Saturday, October 27, 2012

the ego fears, but the spirit burns


the word 'love' has been cheapened for many years through its ubiquitous use in advertising and hyperbole.  i recall a wonderful scene in the movie, Roxanne, that has stuck with me through the years, in which the idea is presented:  how can we use the word love for a person, when people use it every day to describe their favorite detergent, a candy bar,  a new dress?


still from Roxanne.  Steve Martin ponders his words



at the same time as its use has become frivolous, the word still feels loaded like a gun -- with implications, complications, expiations, permutations, expectations.  how can i use this heavy word to describe my feelings when what i really feel is that i am graced by love in the same way as if a hummingbird would alight on my outstretched hand?  it is a live thing, untamed, beautiful, not mine to keep.  it might choose to leave at any time in search of brighter flowers or wider vistas.  i love people as i love that hummingbird, with a grateful and open heart; humbled and ecstatic at the same time.




this word, this love thing, usually to be taken as a sign of a contract, a commitment to conformity or steadiness -- now feels to me as elusive as that bird, or a wild deer.  only by keeping very still might that beauty approach me, and only with caution may it stay with me a while.

this is why i do not use that most overused phrase very often.  i dare not risk scaring off what is most precious to me.  love is that iridescent bird, the stag in the woods, and i the privileged one who waits for its approach, who is is grateful to be allowed  near its free spirit.

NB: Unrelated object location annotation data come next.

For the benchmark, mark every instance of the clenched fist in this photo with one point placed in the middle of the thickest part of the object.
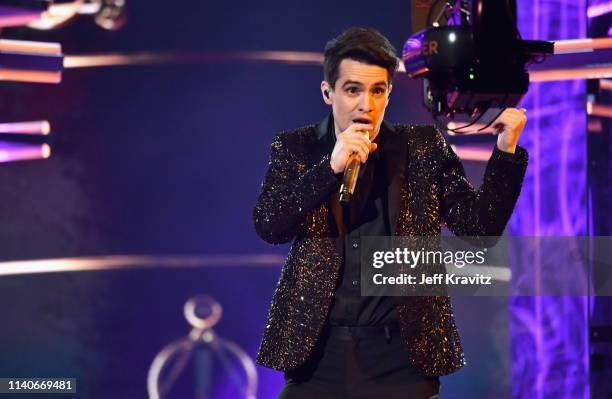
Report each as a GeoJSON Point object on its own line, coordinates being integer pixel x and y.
{"type": "Point", "coordinates": [353, 140]}
{"type": "Point", "coordinates": [510, 125]}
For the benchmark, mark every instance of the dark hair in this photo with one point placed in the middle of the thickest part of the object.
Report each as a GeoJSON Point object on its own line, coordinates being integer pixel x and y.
{"type": "Point", "coordinates": [365, 45]}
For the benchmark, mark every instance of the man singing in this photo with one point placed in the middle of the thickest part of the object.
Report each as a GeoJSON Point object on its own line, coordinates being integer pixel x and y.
{"type": "Point", "coordinates": [330, 341]}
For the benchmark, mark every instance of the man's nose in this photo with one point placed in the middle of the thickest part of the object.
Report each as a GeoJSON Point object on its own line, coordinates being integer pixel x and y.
{"type": "Point", "coordinates": [366, 102]}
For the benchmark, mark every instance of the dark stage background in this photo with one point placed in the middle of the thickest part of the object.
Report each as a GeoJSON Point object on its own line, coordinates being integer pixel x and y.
{"type": "Point", "coordinates": [168, 160]}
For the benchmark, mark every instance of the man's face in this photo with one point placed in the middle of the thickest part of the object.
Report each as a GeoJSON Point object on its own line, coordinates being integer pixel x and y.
{"type": "Point", "coordinates": [360, 95]}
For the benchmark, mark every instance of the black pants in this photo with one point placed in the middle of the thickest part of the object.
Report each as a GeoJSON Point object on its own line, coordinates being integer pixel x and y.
{"type": "Point", "coordinates": [358, 363]}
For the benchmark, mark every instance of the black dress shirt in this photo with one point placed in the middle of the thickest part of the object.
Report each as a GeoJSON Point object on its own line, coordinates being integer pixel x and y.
{"type": "Point", "coordinates": [366, 215]}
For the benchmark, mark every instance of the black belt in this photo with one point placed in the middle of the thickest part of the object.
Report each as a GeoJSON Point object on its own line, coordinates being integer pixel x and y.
{"type": "Point", "coordinates": [364, 332]}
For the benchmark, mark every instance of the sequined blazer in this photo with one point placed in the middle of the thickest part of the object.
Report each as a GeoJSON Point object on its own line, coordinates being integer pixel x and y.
{"type": "Point", "coordinates": [427, 187]}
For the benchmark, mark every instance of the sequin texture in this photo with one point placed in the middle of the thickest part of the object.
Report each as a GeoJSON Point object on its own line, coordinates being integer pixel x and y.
{"type": "Point", "coordinates": [433, 189]}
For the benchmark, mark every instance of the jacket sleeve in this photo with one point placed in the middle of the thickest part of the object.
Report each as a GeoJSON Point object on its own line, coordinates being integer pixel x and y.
{"type": "Point", "coordinates": [290, 191]}
{"type": "Point", "coordinates": [486, 211]}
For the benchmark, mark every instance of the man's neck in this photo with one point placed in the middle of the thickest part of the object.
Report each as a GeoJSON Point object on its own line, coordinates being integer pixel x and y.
{"type": "Point", "coordinates": [338, 131]}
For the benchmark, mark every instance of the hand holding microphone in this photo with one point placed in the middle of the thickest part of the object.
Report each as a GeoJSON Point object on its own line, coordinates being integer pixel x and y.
{"type": "Point", "coordinates": [351, 150]}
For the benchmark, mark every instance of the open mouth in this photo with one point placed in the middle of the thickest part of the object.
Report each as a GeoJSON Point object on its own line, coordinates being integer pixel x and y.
{"type": "Point", "coordinates": [362, 120]}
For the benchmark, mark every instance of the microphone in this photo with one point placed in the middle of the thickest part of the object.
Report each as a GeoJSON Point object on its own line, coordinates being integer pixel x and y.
{"type": "Point", "coordinates": [351, 173]}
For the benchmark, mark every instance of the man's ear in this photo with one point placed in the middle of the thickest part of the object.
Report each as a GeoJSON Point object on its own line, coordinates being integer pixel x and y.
{"type": "Point", "coordinates": [326, 91]}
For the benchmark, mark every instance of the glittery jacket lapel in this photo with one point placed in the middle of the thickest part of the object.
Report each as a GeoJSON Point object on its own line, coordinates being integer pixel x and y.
{"type": "Point", "coordinates": [428, 187]}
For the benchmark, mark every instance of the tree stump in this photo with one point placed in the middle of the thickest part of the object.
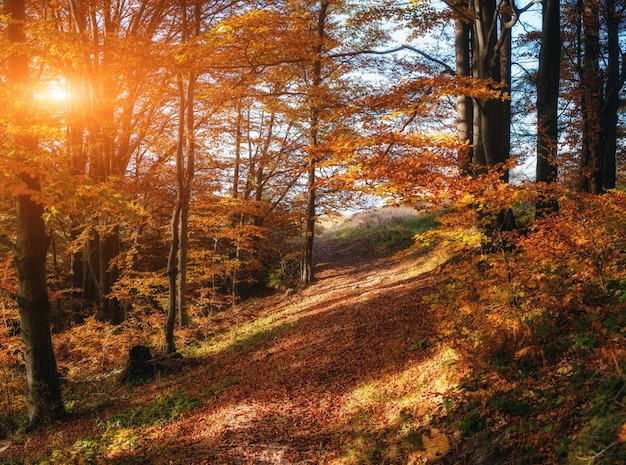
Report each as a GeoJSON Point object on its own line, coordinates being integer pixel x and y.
{"type": "Point", "coordinates": [140, 367]}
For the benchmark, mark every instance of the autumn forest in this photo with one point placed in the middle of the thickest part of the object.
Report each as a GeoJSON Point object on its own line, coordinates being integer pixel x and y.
{"type": "Point", "coordinates": [312, 231]}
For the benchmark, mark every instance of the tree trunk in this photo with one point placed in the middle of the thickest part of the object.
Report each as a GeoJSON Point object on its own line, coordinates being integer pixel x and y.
{"type": "Point", "coordinates": [31, 246]}
{"type": "Point", "coordinates": [547, 101]}
{"type": "Point", "coordinates": [172, 274]}
{"type": "Point", "coordinates": [109, 308]}
{"type": "Point", "coordinates": [614, 83]}
{"type": "Point", "coordinates": [591, 83]}
{"type": "Point", "coordinates": [464, 106]}
{"type": "Point", "coordinates": [492, 118]}
{"type": "Point", "coordinates": [316, 83]}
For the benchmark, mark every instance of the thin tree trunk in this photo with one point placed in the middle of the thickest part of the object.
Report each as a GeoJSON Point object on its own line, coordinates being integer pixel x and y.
{"type": "Point", "coordinates": [591, 83]}
{"type": "Point", "coordinates": [547, 101]}
{"type": "Point", "coordinates": [307, 269]}
{"type": "Point", "coordinates": [464, 106]}
{"type": "Point", "coordinates": [614, 83]}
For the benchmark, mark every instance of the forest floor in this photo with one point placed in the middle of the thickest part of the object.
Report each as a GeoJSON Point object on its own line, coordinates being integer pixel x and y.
{"type": "Point", "coordinates": [357, 368]}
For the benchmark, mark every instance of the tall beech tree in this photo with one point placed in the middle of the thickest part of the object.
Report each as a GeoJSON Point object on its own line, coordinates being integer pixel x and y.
{"type": "Point", "coordinates": [32, 242]}
{"type": "Point", "coordinates": [599, 90]}
{"type": "Point", "coordinates": [548, 99]}
{"type": "Point", "coordinates": [185, 168]}
{"type": "Point", "coordinates": [113, 56]}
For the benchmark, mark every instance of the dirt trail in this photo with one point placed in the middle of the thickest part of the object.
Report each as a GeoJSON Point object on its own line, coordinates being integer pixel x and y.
{"type": "Point", "coordinates": [283, 395]}
{"type": "Point", "coordinates": [352, 325]}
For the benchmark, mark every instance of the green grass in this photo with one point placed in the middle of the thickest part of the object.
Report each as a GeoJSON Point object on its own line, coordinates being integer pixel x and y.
{"type": "Point", "coordinates": [157, 411]}
{"type": "Point", "coordinates": [383, 234]}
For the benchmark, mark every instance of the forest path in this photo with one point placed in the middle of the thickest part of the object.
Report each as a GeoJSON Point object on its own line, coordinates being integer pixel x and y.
{"type": "Point", "coordinates": [286, 392]}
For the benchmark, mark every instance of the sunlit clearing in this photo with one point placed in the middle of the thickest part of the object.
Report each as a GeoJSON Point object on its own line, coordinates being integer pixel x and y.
{"type": "Point", "coordinates": [52, 94]}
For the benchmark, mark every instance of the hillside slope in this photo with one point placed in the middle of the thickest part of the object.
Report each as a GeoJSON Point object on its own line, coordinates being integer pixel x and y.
{"type": "Point", "coordinates": [361, 367]}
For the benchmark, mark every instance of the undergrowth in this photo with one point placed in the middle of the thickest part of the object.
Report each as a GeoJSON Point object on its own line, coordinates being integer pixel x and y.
{"type": "Point", "coordinates": [387, 234]}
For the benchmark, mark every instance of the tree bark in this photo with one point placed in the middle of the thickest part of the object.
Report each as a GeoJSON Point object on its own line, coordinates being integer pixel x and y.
{"type": "Point", "coordinates": [547, 101]}
{"type": "Point", "coordinates": [591, 84]}
{"type": "Point", "coordinates": [316, 83]}
{"type": "Point", "coordinates": [31, 246]}
{"type": "Point", "coordinates": [464, 106]}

and on the other hand, consider passion:

the strange coexistence of the tender and tentative heart with the enthusiastically carnal body is an enigmatic puzzle.  something mysterious occurs as we grapple in bed, as if another force beyond us awakens and roars to life;  a voracious energy that wants to consume and be consumed simultaneously.  perhaps the goal is to merge, to abandon all division of male and female, giving and receiving, and simply to exist for precious moments in a glorious riot of pleasure.